Tuesday, May 17, 2005

Modern Art.

This entry is inspired by a recent blog by The Printing Press.

A few years back I visited the MOMA in San Francisco. There was some, in my totally amateur opinion, total crap. A 4-foot long shelf with nothing but toast on it. Not just one, but two separate pieces comprised of an empty transparent acrylic cube. One was entitled "Air". I forget what the other was titled, since I was too busy trying to suppress the laughter.

I always regarded my father as a great artist as he as always painted or sculpted in his spare time away from his dental practice. He has some ceramic pieces that are beautiful to me, and some that are not so much. On a number of occasions I had asked that he make something for my wife and me, as did many other friends and relatives. But he never did so by request. He would only do so when he was inspired to create something.
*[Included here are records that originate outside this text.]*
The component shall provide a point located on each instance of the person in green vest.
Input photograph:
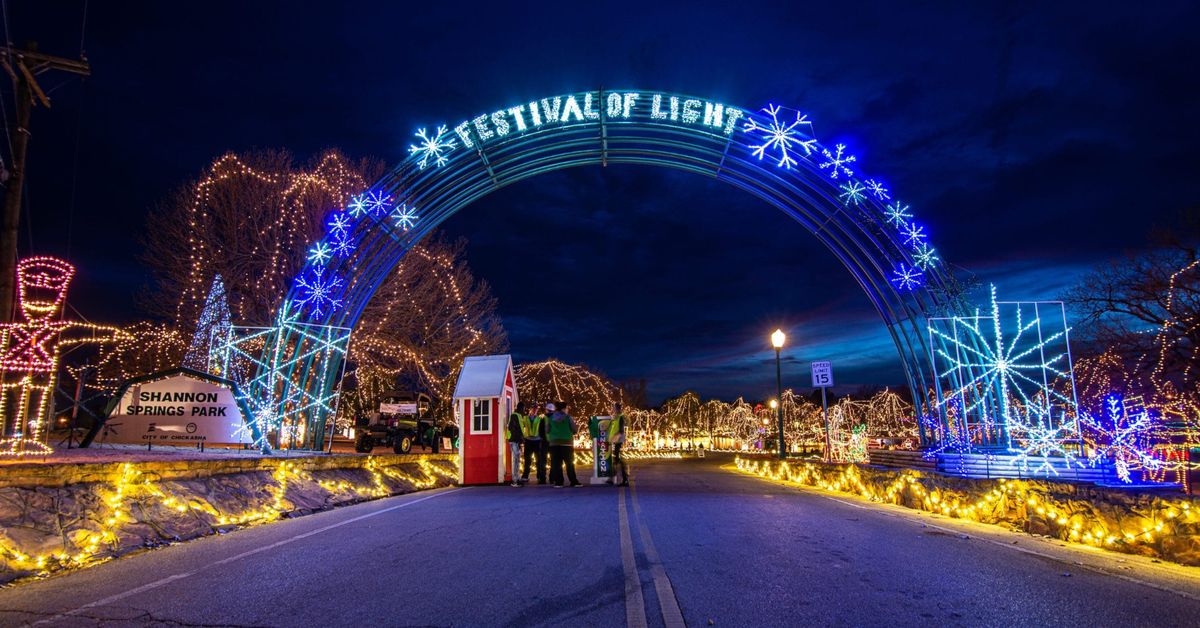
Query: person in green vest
(562, 446)
(533, 428)
(514, 435)
(616, 442)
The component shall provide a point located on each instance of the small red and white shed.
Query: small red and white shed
(484, 400)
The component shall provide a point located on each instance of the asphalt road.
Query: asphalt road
(691, 544)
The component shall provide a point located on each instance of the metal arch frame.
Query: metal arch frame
(857, 234)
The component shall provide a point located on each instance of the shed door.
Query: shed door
(480, 441)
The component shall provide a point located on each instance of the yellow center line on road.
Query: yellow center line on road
(671, 614)
(635, 605)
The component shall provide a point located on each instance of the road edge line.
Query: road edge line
(169, 579)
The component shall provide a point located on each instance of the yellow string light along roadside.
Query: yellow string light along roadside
(132, 490)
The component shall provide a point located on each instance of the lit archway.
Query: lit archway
(769, 153)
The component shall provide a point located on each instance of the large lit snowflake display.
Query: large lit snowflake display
(1037, 438)
(1125, 435)
(781, 138)
(1011, 369)
(273, 377)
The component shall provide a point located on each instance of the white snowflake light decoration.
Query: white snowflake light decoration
(913, 234)
(318, 293)
(924, 256)
(405, 216)
(898, 214)
(837, 161)
(852, 193)
(432, 148)
(370, 203)
(906, 277)
(342, 245)
(879, 190)
(780, 138)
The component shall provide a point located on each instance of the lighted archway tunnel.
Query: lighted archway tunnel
(769, 153)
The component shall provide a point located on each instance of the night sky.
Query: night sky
(1035, 141)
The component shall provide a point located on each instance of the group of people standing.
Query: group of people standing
(553, 430)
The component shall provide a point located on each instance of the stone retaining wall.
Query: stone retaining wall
(1150, 522)
(57, 516)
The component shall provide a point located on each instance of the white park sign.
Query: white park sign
(178, 408)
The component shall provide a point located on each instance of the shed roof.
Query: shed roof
(483, 376)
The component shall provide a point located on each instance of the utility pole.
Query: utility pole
(23, 67)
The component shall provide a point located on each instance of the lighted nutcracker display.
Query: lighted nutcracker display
(29, 352)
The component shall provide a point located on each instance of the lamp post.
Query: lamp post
(777, 340)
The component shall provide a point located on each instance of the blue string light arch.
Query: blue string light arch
(769, 153)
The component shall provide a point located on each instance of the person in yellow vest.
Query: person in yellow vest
(514, 435)
(533, 428)
(616, 442)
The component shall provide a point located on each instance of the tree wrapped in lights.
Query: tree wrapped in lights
(215, 318)
(251, 219)
(587, 393)
(1120, 300)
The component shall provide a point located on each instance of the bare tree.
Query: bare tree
(1140, 315)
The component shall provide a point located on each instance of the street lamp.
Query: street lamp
(777, 340)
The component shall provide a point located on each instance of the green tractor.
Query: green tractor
(401, 420)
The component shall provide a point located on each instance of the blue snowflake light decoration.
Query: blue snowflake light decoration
(370, 203)
(906, 277)
(837, 161)
(781, 138)
(898, 214)
(318, 293)
(924, 256)
(339, 223)
(432, 148)
(852, 193)
(877, 189)
(405, 216)
(1125, 436)
(319, 253)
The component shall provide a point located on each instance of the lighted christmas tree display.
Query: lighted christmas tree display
(215, 318)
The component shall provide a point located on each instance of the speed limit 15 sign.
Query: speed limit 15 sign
(822, 374)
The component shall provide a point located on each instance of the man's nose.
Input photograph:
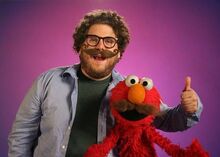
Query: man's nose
(100, 45)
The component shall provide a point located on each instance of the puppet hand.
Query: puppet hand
(189, 99)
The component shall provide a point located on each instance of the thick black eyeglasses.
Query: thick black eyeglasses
(93, 40)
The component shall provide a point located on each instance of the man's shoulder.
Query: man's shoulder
(58, 72)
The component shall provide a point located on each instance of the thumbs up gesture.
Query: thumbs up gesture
(189, 99)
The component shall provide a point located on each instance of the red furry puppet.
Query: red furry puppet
(134, 103)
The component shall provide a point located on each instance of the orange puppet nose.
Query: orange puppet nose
(136, 94)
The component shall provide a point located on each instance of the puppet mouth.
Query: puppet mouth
(134, 112)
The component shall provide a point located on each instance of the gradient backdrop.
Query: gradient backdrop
(169, 40)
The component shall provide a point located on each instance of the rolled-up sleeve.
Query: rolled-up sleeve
(25, 130)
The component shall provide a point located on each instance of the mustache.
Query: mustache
(101, 53)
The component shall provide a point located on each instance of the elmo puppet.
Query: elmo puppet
(134, 104)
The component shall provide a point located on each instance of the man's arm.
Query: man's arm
(184, 115)
(25, 130)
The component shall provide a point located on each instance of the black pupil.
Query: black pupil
(145, 83)
(132, 81)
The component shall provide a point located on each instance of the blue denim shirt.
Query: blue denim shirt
(44, 120)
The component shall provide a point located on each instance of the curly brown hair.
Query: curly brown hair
(111, 18)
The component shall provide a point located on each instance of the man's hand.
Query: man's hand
(189, 100)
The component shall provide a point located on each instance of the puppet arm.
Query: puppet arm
(174, 150)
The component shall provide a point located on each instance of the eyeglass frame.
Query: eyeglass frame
(103, 38)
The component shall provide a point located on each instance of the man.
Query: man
(66, 109)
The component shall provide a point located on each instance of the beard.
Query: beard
(97, 67)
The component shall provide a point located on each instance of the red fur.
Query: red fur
(137, 138)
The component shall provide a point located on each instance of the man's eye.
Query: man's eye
(109, 41)
(93, 39)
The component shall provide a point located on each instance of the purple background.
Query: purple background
(169, 40)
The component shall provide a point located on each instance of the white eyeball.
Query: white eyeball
(147, 83)
(131, 80)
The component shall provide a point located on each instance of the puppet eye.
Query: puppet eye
(131, 80)
(147, 83)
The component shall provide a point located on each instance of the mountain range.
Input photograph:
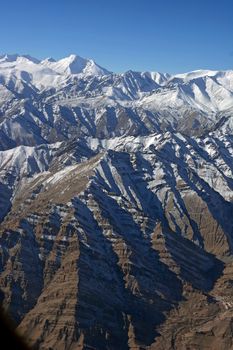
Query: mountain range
(116, 198)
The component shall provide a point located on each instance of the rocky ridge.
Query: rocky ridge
(116, 206)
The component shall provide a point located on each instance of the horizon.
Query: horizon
(28, 55)
(168, 37)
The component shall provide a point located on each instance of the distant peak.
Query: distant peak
(15, 57)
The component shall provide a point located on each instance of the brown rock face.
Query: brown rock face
(127, 245)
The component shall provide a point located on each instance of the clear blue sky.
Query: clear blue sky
(168, 35)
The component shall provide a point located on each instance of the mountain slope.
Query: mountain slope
(116, 197)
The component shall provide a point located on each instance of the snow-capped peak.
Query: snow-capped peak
(74, 64)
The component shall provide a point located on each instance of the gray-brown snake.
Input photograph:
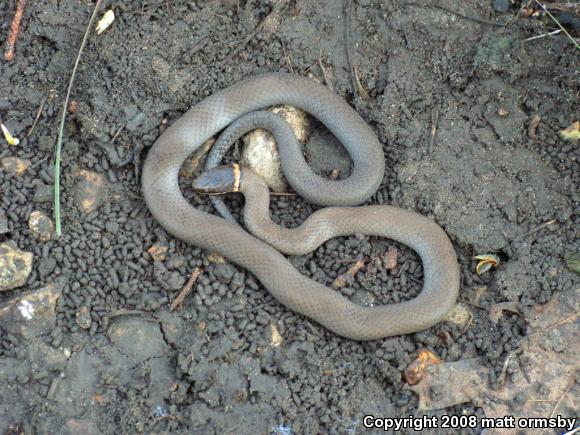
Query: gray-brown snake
(297, 292)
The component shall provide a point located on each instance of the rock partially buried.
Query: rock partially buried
(90, 189)
(40, 226)
(15, 266)
(3, 224)
(14, 165)
(261, 152)
(32, 314)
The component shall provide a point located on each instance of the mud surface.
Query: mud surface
(110, 356)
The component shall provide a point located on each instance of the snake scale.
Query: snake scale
(297, 292)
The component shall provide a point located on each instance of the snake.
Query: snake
(261, 251)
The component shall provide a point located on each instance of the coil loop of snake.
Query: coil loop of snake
(260, 253)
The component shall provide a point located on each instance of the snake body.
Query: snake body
(297, 292)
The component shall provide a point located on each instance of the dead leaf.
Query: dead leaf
(572, 132)
(418, 368)
(391, 258)
(341, 280)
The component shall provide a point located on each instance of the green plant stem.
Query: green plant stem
(58, 146)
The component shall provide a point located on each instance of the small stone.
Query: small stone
(224, 273)
(274, 337)
(90, 188)
(502, 5)
(216, 258)
(40, 226)
(460, 315)
(14, 165)
(3, 224)
(261, 152)
(32, 314)
(15, 266)
(83, 318)
(46, 266)
(158, 251)
(43, 193)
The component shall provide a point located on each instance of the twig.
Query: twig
(58, 146)
(504, 368)
(326, 80)
(434, 121)
(14, 30)
(37, 117)
(558, 23)
(178, 302)
(473, 304)
(287, 58)
(555, 32)
(282, 194)
(348, 52)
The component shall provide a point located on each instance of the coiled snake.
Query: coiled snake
(297, 292)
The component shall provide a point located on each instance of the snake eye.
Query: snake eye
(217, 180)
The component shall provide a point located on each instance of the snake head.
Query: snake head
(222, 179)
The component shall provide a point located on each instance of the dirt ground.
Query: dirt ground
(454, 103)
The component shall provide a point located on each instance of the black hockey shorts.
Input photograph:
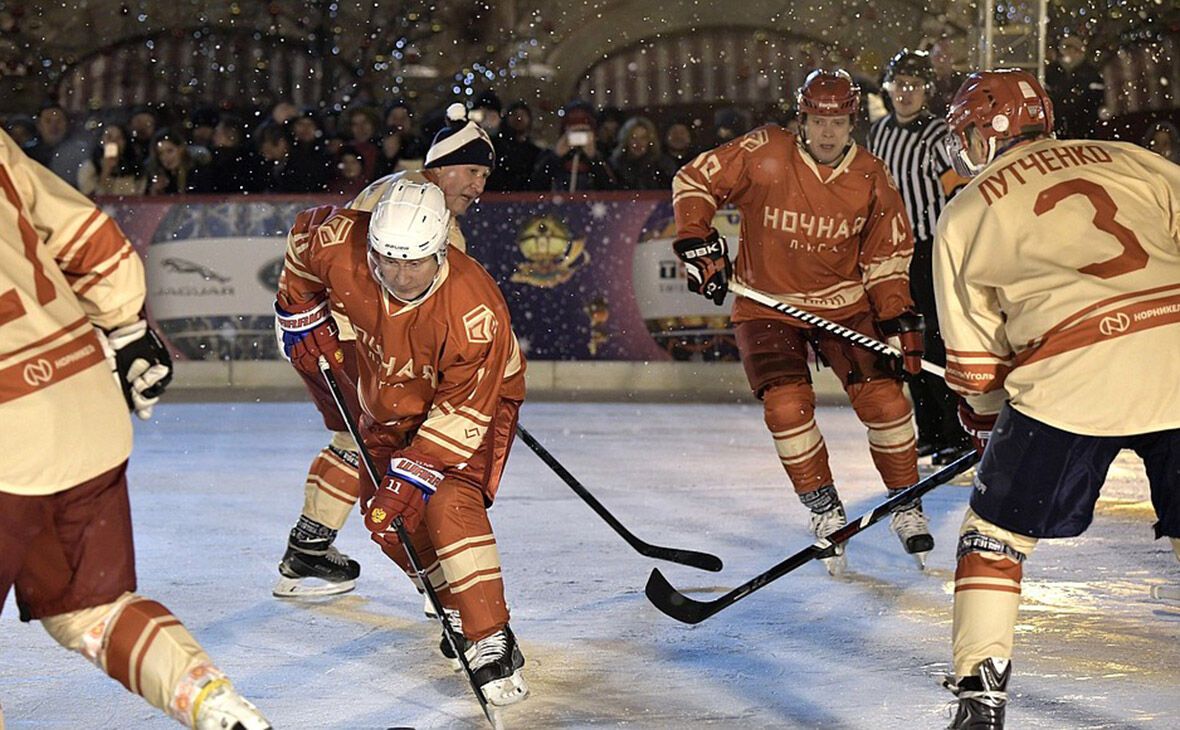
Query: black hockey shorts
(1043, 482)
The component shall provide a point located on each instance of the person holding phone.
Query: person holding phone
(574, 164)
(113, 168)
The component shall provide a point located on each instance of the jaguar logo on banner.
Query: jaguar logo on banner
(552, 255)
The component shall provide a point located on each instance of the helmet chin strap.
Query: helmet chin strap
(802, 137)
(440, 257)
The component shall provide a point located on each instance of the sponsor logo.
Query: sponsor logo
(335, 231)
(38, 373)
(479, 323)
(183, 265)
(1114, 324)
(552, 252)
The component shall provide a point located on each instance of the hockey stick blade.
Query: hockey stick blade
(690, 611)
(690, 558)
(840, 330)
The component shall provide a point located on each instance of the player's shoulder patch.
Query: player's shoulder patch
(334, 231)
(479, 324)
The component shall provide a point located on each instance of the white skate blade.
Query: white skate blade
(507, 691)
(1166, 592)
(309, 587)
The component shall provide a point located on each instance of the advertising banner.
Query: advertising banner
(588, 276)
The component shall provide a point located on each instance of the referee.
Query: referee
(910, 142)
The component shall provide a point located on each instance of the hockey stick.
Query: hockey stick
(684, 557)
(852, 335)
(431, 593)
(683, 609)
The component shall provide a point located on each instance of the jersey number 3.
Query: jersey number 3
(1133, 256)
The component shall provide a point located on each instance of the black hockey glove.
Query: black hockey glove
(141, 363)
(707, 265)
(906, 333)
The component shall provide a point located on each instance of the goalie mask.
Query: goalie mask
(407, 238)
(1003, 107)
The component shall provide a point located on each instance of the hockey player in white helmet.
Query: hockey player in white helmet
(407, 239)
(458, 162)
(441, 380)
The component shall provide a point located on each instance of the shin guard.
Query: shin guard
(141, 644)
(790, 413)
(882, 407)
(333, 482)
(987, 592)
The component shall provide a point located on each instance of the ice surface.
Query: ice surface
(216, 487)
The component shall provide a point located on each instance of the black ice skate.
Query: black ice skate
(982, 697)
(452, 617)
(912, 528)
(496, 663)
(309, 571)
(824, 524)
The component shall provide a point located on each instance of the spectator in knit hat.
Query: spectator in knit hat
(575, 163)
(458, 162)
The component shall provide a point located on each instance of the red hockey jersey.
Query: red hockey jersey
(433, 369)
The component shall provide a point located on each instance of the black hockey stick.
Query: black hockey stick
(674, 554)
(852, 335)
(683, 609)
(447, 631)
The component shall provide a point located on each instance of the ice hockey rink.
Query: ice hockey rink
(215, 488)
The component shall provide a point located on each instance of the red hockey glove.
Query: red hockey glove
(906, 333)
(406, 488)
(307, 335)
(707, 265)
(977, 426)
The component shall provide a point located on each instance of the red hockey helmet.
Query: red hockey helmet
(1002, 106)
(828, 93)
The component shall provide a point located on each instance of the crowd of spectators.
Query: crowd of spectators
(287, 150)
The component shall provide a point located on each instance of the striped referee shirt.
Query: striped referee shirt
(917, 159)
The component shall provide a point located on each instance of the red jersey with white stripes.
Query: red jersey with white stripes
(1057, 275)
(833, 241)
(65, 268)
(438, 366)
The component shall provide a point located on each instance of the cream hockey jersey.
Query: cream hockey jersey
(832, 241)
(366, 201)
(438, 366)
(1057, 276)
(65, 268)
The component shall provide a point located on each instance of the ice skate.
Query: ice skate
(306, 572)
(452, 617)
(824, 524)
(912, 528)
(496, 663)
(981, 697)
(224, 709)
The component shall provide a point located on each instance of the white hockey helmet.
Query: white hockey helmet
(410, 222)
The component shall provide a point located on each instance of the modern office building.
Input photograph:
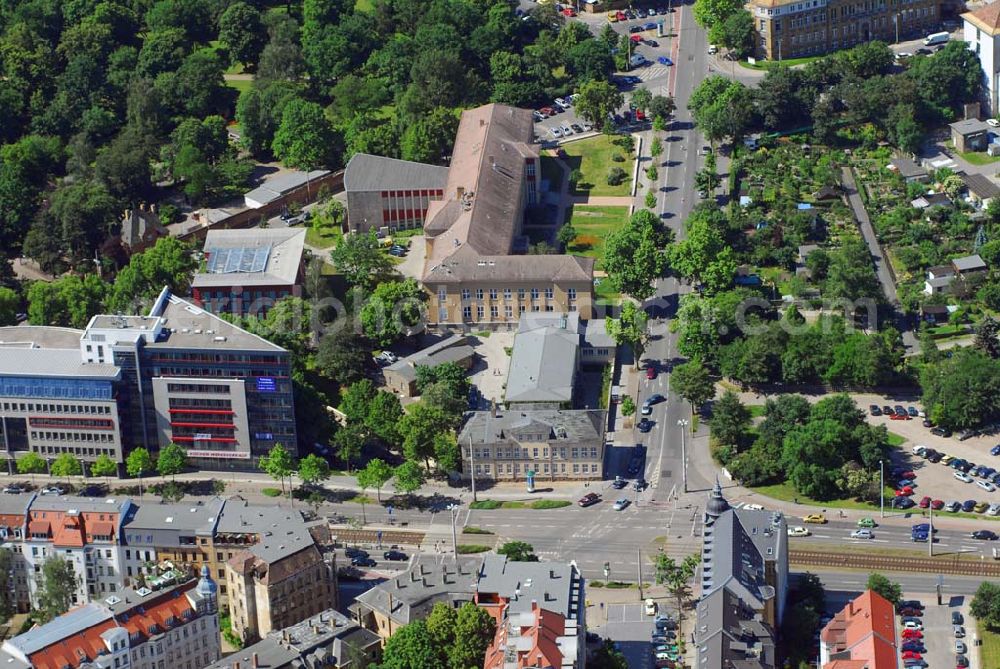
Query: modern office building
(247, 271)
(328, 639)
(744, 586)
(540, 610)
(554, 444)
(281, 570)
(387, 194)
(795, 28)
(175, 628)
(476, 268)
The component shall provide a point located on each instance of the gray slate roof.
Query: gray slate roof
(365, 172)
(481, 427)
(274, 188)
(283, 261)
(555, 586)
(543, 366)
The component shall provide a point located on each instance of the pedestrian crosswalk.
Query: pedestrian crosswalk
(654, 72)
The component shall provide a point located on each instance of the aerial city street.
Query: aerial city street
(497, 334)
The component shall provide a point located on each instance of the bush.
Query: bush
(616, 176)
(549, 504)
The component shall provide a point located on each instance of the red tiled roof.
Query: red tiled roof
(866, 628)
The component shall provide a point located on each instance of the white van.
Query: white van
(936, 38)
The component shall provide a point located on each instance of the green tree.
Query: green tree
(349, 441)
(633, 257)
(985, 604)
(730, 419)
(630, 329)
(171, 461)
(375, 475)
(409, 477)
(278, 464)
(890, 590)
(242, 30)
(31, 463)
(518, 551)
(313, 470)
(597, 99)
(56, 589)
(692, 381)
(304, 139)
(66, 465)
(359, 257)
(394, 309)
(104, 466)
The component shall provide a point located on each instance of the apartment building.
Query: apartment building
(476, 271)
(84, 531)
(280, 570)
(540, 611)
(328, 639)
(181, 534)
(862, 634)
(175, 628)
(744, 585)
(53, 402)
(554, 444)
(796, 28)
(387, 194)
(247, 271)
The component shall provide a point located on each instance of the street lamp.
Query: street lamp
(683, 425)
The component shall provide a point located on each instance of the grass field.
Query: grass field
(990, 650)
(592, 157)
(592, 224)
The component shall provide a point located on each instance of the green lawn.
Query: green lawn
(592, 157)
(239, 84)
(592, 224)
(989, 654)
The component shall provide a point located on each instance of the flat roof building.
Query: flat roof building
(247, 271)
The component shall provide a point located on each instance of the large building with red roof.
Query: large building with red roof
(861, 636)
(175, 628)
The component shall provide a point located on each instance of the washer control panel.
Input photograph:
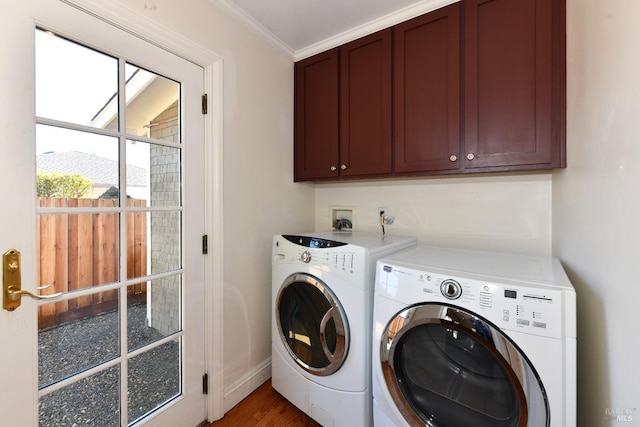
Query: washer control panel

In my estimation it was when he needed to express himself in ways that he did not want to verbalize. Any time I would ask him what his thoughts were behind one of his abstract pieces, he would answer by asking what I saw in it, because that is what it was meant to be. When expressing yourself with that kind of attitude, you can never be wrong.

He has had a much longer journey through life, and has his own unique set of baggage. It's his art that is his release, his escape, it is himself. And he has never needed an art school to tell him how to express himself.

He did give me one of his pieces. It had won him a blue ribbon at the county fair. People who think that their opinion of art has any importance might scoff. To them I would tell them that they don't get it.

In a similar manner, I should not scoff at what I saw in The San Francisco MOMA. I just didn't get it. What I saw said nothing to me. I tried to keep an open mind, but it was difficult. I didn't understand what the creators were trying to express, other than they had some extra bread left one day after breakfast, and were just trying to see what shit the folks at the MOMA would ooh and ahh over. I could imagine the following conversation occurring in at least two studios -

"Hey, have you seen my empty acrylic display box anywhere?"
"Oh, I thought it was a completed work and submitted it to the gallery for you."
I balk at calling them artists. My father is an artist.